If you have some way of capturing the audio off, then you can certainly do it for free:
1) go into the OS screen settings and turn hardware video accelleration completely off,
2) go into Quicktime's settings and disable hardware accelleration there also,
3) download and install Wisdonsoft's AutoScreenRecorder Free program--this enables you to capture the video from the Quicktime movie as it plays, but the AutoScreenRecorder doesn't do sound. It only outputs a standard (unencoded) avi file.
4) so you need some way to capture the sound. For that I use the audio recorder that is included with the Creative Soundblaster Audigy soundcard I have.
5) then you must use a dubbing program. I got VirtualDub off of the doom9 website.

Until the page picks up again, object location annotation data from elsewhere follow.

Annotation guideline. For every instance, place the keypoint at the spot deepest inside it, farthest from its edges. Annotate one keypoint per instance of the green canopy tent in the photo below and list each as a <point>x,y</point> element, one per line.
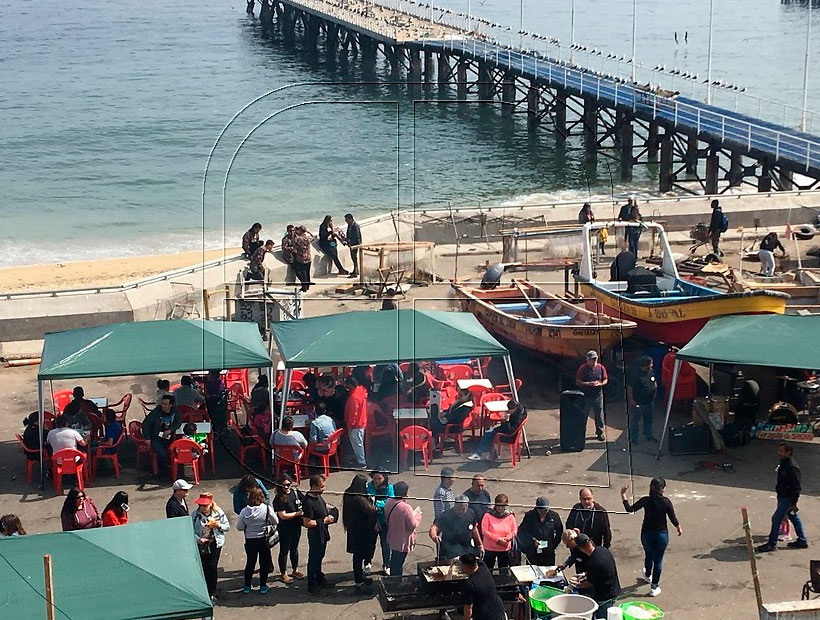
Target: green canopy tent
<point>149,347</point>
<point>779,340</point>
<point>389,337</point>
<point>141,570</point>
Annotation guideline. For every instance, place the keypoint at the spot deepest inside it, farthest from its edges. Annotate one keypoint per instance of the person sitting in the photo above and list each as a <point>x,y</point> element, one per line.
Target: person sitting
<point>456,414</point>
<point>116,511</point>
<point>61,437</point>
<point>186,395</point>
<point>286,436</point>
<point>517,414</point>
<point>159,427</point>
<point>322,426</point>
<point>250,240</point>
<point>32,436</point>
<point>76,412</point>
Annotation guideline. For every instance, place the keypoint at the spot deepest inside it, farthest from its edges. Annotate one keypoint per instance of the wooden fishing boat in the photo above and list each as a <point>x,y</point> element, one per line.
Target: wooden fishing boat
<point>523,314</point>
<point>667,309</point>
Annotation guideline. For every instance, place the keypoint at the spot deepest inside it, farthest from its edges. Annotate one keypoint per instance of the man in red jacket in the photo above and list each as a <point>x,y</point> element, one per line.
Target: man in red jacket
<point>356,420</point>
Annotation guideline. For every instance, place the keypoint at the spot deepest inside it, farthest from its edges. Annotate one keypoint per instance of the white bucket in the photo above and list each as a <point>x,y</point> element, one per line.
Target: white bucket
<point>572,606</point>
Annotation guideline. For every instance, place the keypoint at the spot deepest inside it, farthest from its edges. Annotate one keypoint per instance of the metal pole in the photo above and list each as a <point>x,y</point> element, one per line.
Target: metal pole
<point>634,33</point>
<point>709,54</point>
<point>806,71</point>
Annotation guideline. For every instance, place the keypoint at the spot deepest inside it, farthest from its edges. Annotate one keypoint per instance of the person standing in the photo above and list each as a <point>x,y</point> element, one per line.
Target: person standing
<point>641,388</point>
<point>302,256</point>
<point>356,420</point>
<point>176,506</point>
<point>601,574</point>
<point>480,500</point>
<point>788,493</point>
<point>455,532</point>
<point>590,518</point>
<point>210,524</point>
<point>654,531</point>
<point>591,377</point>
<point>252,521</point>
<point>765,253</point>
<point>540,533</point>
<point>288,507</point>
<point>353,240</point>
<point>317,519</point>
<point>443,496</point>
<point>498,529</point>
<point>328,243</point>
<point>718,224</point>
<point>402,522</point>
<point>360,520</point>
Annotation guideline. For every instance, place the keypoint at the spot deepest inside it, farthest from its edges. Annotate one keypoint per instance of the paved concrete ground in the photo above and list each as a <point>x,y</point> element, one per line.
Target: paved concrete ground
<point>706,574</point>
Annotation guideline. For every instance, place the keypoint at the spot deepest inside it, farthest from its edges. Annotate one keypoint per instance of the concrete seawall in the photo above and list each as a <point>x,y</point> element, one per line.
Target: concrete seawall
<point>25,317</point>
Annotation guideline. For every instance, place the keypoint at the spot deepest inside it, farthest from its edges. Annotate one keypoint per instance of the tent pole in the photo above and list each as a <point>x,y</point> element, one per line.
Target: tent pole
<point>41,412</point>
<point>669,401</point>
<point>285,394</point>
<point>514,390</point>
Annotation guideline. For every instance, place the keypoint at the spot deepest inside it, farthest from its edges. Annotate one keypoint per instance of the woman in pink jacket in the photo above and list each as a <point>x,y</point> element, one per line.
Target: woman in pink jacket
<point>498,528</point>
<point>402,522</point>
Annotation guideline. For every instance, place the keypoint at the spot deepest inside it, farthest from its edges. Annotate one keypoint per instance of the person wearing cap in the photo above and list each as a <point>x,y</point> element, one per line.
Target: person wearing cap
<point>482,600</point>
<point>443,497</point>
<point>590,518</point>
<point>455,532</point>
<point>641,388</point>
<point>591,377</point>
<point>539,533</point>
<point>176,505</point>
<point>210,524</point>
<point>601,575</point>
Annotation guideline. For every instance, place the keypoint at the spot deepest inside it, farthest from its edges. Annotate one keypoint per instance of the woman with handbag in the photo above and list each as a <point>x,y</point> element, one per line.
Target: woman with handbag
<point>258,521</point>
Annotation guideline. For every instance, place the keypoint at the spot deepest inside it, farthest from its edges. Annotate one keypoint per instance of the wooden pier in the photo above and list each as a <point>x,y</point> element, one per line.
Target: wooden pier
<point>686,139</point>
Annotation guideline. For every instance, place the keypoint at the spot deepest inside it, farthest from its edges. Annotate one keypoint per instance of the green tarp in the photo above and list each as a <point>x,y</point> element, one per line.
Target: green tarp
<point>141,570</point>
<point>149,347</point>
<point>780,340</point>
<point>383,337</point>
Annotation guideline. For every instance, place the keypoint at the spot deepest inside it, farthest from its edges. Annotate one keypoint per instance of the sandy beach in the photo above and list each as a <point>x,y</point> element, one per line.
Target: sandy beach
<point>106,272</point>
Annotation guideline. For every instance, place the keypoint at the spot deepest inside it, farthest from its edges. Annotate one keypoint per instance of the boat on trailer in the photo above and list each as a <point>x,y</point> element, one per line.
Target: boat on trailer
<point>526,315</point>
<point>665,307</point>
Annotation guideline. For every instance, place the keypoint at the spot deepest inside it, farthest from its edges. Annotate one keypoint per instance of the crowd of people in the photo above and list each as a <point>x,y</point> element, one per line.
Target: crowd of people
<point>296,249</point>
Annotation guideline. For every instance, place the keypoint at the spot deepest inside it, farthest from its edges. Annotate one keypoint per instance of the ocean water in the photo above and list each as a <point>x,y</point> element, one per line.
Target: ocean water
<point>109,113</point>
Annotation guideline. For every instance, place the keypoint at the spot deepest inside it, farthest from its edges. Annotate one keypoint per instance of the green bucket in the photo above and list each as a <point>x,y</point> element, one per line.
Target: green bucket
<point>652,612</point>
<point>539,597</point>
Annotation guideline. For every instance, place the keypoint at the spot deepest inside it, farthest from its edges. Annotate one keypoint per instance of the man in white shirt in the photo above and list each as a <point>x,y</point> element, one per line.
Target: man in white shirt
<point>60,437</point>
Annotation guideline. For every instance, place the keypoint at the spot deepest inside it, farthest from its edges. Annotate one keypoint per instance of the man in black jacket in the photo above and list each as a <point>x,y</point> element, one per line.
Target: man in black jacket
<point>590,518</point>
<point>540,533</point>
<point>788,492</point>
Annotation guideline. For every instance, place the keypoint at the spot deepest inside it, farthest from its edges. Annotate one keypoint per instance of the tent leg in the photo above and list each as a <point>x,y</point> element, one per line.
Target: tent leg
<point>669,401</point>
<point>41,411</point>
<point>514,390</point>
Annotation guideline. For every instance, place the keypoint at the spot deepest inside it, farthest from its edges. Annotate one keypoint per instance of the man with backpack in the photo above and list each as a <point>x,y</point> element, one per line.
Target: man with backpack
<point>717,225</point>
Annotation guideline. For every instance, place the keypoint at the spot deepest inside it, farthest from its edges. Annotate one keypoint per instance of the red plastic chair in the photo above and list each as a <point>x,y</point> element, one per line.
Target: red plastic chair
<point>288,457</point>
<point>379,424</point>
<point>143,445</point>
<point>686,387</point>
<point>120,409</point>
<point>331,445</point>
<point>68,462</point>
<point>186,452</point>
<point>251,443</point>
<point>512,440</point>
<point>100,454</point>
<point>33,464</point>
<point>416,439</point>
<point>61,399</point>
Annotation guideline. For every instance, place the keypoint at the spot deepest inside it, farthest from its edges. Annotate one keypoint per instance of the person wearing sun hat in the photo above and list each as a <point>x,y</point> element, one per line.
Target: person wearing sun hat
<point>210,525</point>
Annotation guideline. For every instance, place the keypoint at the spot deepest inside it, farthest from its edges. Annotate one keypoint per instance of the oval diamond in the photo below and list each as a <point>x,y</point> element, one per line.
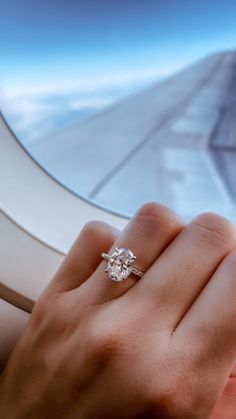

This allows you to join the sound file "back into" the avi file (avi's to support audio). This finishes movie will be a BIG file--it can easily be 5X the size of the original source. Any other programs should take it as a video source format however.
It is a bit of a hassle, but (for me) it's free. Creative soundcards have had this "self-recording" ability for a long time, I don't know what other soundcards do, but most don't seem to have it. Sometimes you have minor audio sync issues because it's not possible to start both the movie play and the audio recorder at the same instant, so I start the audio recorder first and then do the movie screen-record, and edit off the front-end of the audio file intil it syncs up well enough with the video.
Also--after you're done capturing the video, you want to go in and re-enable all the video accellerations. Windows Media Player won't play many movies without it.
I looked a while back for a screen-capture program that could handle sound and ANY format--and the only couple that were said to be able to truly record anything were very expensive--$700 and $1000.
If you don't have anything that seems to be able to capture the sound, you may need another program to do that. I have Audacity installed and it shows the exact same options that the Creative recorder program does, so I don't know if Audacity can do that on its own (on a non-Creative soundcard) or not.